Her model generates the following result that I too find, namely that equity allocations are identical when people are envious. She also finds situations where this equilibrium implies a higher equity allocation than in the base case. I would think, if you took this further, you would find that when trendy risky investments become popular, their expected return is actually negative.
The paper stops short of the bigger implication: there is no risk premium in such a world. Further, if 'everyone' is buying a specific asset, it's expected return can be significantly negative in equilibrium. Instead, she suggests that investors preferences can be materially different when looking at pension plans. True, but she could be stronger.

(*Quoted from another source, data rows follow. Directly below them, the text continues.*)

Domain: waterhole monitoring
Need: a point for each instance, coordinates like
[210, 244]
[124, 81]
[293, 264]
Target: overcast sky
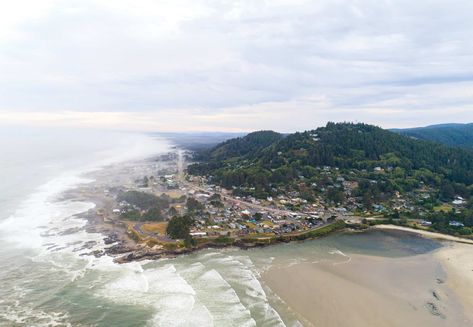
[235, 65]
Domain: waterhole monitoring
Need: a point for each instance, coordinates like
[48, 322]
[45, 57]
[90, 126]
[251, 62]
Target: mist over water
[48, 278]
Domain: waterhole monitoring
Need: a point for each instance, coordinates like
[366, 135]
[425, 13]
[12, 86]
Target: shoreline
[377, 291]
[424, 233]
[457, 261]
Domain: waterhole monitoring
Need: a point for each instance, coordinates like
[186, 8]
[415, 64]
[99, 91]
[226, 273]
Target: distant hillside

This reminds me of Feynman's
explanation for why the mass of the election was constantly revised upward over decades after Robert Millikan's initial estimate:
Millikan measured the charge on an electron by an experiment with falling oil drops, and got an answer which we now know not to be quite right. It's a little bit off because he had the incorrect value for the viscosity of air. It's interesting to look at the history of measurements of the charge of an electron, after Millikan. If you plot them as a function of time, you find that one is a little bit bigger than Millikan's, and the next one's a little bit bigger than that, and the next one's a little bit bigger than that, until finally they settle down to a number which is higher.
Similarly, people find piecemeal application of envy relevant, but currently aren't going 'all-in' because it's too large a change from the consensus. Instead, it simply explains little things, more and more little things. If you believe it's the truth, the benefit is that you will get to see more agreement over time, which is fun.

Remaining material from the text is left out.